What To Do If Your Gym’s Dip Bars Are The Wrong Width
Many people find that their gym’s dip bars are set too wide or too narrow. If this happens:
- Use parallettes or push-up bars for narrow dips
- Try ring dips if available (rings are adjustable)
- Do bench dips as an alternative, but be careful with shoulder position
- Ask gym staff about adjustable equipment
You can also modify your grip (hold the bars at a slight angle) to make a wide bar feel narrower, but only if it’s safe.
Non-obvious Insights For Better Dips
- Hand rotation matters: If your wrists hurt on fixed bars, try rotating your grip slightly inward. This can reduce stress and mimic the natural movement of your arms.
- Warm up with scapular dips: Before full dips, do a few reps of just lowering and raising your shoulders (scapula). This prepares your joints and helps you find a comfortable range of motion for your chosen width.

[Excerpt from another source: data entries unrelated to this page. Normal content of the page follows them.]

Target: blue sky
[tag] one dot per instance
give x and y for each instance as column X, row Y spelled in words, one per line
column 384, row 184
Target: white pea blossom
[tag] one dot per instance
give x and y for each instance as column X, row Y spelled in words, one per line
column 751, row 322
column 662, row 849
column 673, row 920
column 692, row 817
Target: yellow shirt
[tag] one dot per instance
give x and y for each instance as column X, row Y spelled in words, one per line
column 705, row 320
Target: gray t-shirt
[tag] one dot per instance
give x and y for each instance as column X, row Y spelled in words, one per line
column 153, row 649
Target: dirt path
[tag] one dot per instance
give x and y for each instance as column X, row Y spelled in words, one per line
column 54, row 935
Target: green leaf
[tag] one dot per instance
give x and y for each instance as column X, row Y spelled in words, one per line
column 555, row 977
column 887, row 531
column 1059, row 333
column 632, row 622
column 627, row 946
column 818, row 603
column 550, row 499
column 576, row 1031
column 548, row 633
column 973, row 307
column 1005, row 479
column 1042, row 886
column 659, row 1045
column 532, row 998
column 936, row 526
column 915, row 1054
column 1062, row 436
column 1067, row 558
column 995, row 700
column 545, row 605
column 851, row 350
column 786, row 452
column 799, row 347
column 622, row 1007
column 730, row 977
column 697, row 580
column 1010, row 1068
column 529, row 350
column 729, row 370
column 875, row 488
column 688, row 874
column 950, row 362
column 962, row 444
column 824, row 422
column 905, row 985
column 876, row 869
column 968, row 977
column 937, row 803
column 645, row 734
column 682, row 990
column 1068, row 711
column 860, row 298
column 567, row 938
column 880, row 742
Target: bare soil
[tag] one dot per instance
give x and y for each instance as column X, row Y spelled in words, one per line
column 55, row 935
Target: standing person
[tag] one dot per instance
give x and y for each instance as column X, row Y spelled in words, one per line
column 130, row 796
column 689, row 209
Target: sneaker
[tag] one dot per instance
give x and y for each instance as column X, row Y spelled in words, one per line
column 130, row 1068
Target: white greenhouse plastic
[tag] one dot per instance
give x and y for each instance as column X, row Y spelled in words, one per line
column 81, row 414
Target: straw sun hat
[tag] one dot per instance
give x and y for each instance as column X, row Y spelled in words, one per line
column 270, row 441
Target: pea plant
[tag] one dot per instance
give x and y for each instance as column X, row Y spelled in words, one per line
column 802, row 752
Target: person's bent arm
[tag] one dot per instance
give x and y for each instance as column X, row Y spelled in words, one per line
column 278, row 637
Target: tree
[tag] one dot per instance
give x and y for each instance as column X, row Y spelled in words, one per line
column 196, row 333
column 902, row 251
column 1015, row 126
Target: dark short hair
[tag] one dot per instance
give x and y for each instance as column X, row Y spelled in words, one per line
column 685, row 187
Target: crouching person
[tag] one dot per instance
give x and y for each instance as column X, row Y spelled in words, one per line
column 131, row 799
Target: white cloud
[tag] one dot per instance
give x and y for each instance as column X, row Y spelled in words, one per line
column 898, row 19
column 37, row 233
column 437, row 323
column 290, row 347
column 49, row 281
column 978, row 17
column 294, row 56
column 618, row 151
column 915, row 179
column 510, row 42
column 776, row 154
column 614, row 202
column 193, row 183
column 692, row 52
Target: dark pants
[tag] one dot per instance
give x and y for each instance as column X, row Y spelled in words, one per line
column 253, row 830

- Depth is more important than width: Many chase wider bars to “go deeper.” Instead, focus on safe, controlled depth at your natural width.

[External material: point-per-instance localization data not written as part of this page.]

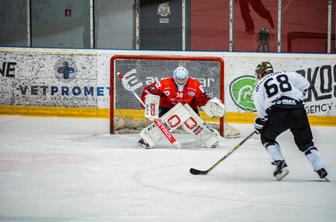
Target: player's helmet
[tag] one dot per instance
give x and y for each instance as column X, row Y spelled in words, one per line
column 264, row 68
column 181, row 76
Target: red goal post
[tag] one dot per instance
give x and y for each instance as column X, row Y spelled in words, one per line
column 124, row 107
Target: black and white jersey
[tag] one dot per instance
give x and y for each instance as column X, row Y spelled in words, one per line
column 276, row 85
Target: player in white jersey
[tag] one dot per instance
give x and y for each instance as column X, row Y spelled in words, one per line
column 278, row 98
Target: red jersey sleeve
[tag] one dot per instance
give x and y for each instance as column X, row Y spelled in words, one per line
column 150, row 89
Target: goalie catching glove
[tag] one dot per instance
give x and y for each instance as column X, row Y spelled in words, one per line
column 214, row 108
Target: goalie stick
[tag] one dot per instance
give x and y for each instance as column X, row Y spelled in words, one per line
column 130, row 78
column 205, row 172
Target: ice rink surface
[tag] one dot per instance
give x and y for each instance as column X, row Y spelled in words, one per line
column 65, row 169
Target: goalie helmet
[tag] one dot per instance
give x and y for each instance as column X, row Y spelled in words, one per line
column 264, row 68
column 181, row 76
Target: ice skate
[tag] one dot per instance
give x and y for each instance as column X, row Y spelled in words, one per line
column 322, row 173
column 280, row 170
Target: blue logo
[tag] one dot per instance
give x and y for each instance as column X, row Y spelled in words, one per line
column 66, row 70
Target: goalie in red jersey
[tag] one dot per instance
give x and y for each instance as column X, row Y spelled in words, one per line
column 176, row 101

Frequently Asked Questions
What Is The Ideal Dip Bar Width For Beginners?
For most beginners, 20 inches (51 cm) is a safe starting point. This is close to shoulder width for most people. It allows you to learn good form without putting too much stress on your shoulders. If you feel pain, adjust the width before continuing.
Are Wider Dip Bars Better For Chest Development?
Wider bars do hit the lower chest more, but they also increase the risk of shoulder strain. Unless you have excellent mobility and experience, stick to 22–24 inches for chest dips and don’t go wider. Leaning your body forward during the dip is safer than just using a wide grip.
Can I Use Dip Bars That Are Too Narrow For My Shoulders?
You can, but it may feel cramped and reduce your range of motion. If you have very broad shoulders, extremely narrow bars can force your elbows to flare, leading to poor form. Always aim for a width that matches your shoulder size.
Should I Use Adjustable Dip Bars Or Fixed-width Bars?
Adjustable bars are best if you share equipment or want to try different dip styles. Fixed-width bars are simpler and often stronger. If you train alone and know your ideal width, fixed bars work well.
What If My Gym Only Has Very Wide Dip Bars?
If your gym’s dip bars are much wider than your shoulders, use parallettes, push-up bars, or gymnastic rings for dips. You can also try bench dips or close-grip push-ups as alternatives. Do not force your body on bars that cause pain.
Choosing the right dip bar width is more important than most people realize. It affects your safety, comfort, and the results you get from your workouts. By matching the bars to your shoulders and the type of dips you want to do, you’ll protect your joints and build muscle more effectively.
Always test the width before committing, adjust as your body changes, and remember that perfect form is better than chasing the widest or narrowest setup. With the right width, dips can become one of the best exercises in your routine—safe, effective, and challenging for years to come.